O’Malley’s bill would replace the death penalty with life in prison without parole and allocate more resources and support to victims’ families.
Marty Price’s father murdered his stepsister and stepmother. His father is serving a 60 year sentence in Hagerstown. “At the end of the day, when the dust settles, it’s really about resources and we have got to take the monies and put them towards families and children of victims so this doesn’t repeat its cycle,” Price says.
The argument goes beyond victim advocacy. Some believe the capital punishment system is unjust.
“The time has come. The death penalty is racially biased, it is not applied evenly across the state…it continues to risk the execution of an innocent person,” Jane Henderson from Maryland Citizens Against State Executions said. She said the death penalty is too costly and more detrimental to murder victims’ families than life in prison without parole.
Though the push to repeal the death penalty is not new, supporters believe with the governor’s backing they have a better chance of passing the legislation this year.

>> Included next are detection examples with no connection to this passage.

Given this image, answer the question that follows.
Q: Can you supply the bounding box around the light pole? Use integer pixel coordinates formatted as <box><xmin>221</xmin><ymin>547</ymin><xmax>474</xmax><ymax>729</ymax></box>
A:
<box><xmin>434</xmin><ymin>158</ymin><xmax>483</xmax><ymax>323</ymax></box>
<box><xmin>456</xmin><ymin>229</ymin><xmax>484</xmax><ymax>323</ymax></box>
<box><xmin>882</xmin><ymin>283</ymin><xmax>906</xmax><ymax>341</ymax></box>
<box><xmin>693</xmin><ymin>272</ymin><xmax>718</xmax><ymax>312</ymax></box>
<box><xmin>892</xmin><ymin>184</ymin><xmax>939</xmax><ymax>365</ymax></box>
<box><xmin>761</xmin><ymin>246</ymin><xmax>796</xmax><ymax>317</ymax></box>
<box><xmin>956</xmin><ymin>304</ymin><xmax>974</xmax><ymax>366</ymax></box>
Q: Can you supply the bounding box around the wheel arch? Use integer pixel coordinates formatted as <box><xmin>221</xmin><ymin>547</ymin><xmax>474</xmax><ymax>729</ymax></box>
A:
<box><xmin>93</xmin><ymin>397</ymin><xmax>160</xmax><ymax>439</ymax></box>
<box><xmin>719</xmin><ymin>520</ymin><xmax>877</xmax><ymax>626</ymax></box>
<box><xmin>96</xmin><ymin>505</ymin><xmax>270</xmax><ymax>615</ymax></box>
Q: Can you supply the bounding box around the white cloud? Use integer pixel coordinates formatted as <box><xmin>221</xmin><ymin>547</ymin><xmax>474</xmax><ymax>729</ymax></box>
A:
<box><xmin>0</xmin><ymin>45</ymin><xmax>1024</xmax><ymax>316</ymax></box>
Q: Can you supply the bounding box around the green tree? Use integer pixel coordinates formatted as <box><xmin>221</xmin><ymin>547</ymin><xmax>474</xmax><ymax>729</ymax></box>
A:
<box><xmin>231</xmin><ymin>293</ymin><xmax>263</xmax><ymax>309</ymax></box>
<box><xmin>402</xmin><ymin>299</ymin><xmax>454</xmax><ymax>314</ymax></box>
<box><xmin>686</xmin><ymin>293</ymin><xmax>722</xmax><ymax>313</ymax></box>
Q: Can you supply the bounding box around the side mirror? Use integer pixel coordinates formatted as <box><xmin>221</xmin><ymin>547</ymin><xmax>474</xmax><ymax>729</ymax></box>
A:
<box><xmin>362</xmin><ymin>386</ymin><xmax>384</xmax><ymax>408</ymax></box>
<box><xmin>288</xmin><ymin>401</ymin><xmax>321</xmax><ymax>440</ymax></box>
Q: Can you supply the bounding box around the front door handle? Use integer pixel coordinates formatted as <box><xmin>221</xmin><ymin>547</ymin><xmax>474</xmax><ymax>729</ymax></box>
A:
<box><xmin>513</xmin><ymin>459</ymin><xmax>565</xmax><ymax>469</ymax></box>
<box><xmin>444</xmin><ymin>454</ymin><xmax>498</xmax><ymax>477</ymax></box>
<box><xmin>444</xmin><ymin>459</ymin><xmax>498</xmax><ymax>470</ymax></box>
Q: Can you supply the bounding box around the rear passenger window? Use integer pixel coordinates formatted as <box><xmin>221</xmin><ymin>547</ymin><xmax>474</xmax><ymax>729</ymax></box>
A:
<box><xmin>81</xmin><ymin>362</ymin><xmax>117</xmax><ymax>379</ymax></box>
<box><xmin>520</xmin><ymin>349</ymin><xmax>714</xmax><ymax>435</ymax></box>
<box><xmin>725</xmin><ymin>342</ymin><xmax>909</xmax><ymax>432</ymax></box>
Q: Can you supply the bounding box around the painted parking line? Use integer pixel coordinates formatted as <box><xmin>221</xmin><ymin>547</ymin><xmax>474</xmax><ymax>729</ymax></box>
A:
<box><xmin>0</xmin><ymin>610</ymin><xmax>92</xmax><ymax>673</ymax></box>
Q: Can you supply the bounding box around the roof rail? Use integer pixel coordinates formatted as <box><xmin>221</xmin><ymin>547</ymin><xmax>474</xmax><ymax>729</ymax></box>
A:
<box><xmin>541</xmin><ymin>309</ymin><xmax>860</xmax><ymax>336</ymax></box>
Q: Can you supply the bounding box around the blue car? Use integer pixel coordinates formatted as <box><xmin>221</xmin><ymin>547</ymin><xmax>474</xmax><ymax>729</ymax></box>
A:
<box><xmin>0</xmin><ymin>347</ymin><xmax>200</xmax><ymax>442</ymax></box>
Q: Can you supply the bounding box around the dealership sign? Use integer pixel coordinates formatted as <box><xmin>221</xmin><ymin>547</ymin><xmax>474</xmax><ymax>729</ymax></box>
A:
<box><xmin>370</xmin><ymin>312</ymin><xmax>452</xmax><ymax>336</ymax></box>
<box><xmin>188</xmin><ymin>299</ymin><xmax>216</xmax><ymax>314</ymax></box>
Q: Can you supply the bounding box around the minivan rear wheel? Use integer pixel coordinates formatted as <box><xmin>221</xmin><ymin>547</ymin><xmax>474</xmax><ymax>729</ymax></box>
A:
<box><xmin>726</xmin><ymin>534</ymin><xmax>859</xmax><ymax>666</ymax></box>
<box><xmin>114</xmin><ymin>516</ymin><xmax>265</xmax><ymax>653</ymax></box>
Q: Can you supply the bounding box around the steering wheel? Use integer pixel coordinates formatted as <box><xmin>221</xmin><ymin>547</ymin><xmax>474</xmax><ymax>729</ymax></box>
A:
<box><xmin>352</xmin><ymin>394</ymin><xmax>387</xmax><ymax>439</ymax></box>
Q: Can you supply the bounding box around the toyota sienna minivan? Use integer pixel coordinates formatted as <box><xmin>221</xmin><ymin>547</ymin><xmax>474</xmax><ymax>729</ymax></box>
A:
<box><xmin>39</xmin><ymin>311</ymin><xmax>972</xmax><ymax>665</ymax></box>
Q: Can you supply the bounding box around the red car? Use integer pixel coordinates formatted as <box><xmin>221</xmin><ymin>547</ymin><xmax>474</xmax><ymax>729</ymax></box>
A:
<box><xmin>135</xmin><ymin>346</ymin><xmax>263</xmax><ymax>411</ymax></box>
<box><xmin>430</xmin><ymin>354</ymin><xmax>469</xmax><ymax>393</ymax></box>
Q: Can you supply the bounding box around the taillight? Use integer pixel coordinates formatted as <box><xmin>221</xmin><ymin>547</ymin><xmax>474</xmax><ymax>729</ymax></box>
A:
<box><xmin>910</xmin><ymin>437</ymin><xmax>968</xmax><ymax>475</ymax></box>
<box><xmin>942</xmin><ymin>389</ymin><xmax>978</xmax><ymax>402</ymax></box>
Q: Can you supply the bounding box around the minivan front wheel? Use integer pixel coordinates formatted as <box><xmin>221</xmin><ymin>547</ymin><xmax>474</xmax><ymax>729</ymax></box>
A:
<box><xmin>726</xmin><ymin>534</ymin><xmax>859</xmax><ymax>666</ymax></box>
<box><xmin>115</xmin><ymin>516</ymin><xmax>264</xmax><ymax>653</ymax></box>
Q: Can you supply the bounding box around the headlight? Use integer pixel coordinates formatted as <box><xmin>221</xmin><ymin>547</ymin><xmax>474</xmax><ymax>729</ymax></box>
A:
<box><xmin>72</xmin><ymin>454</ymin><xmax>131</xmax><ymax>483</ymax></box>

“I think that the legislature has been ready for this,” Schieber said. “Even ten years ago, probably the majority of people in this legislature would have said they wanted to keep the death penalty. I think they’ve come to understand that the facts just don’t support continuing to have it on the books in the state of Maryland.”
But opponents of the bill disagree and want to see the death penalty remain.
Maryland Attorney General Doug Gansler is among those opponents.
“The Attorney General will not be actively participating in the death penalty debate in 2013. His focus will remain that if we continue to have the death penalty in Maryland, that it be administered in a fair and race neutral, socio-economically neutral manner,” David Paulson, communications director for the Maryland Office of the Attorney General, said.
There have been five executions in Maryland since 1976, with five people on death row. There will be a joint House-Senate committee hearing in the Maryland legislature Feb. 14.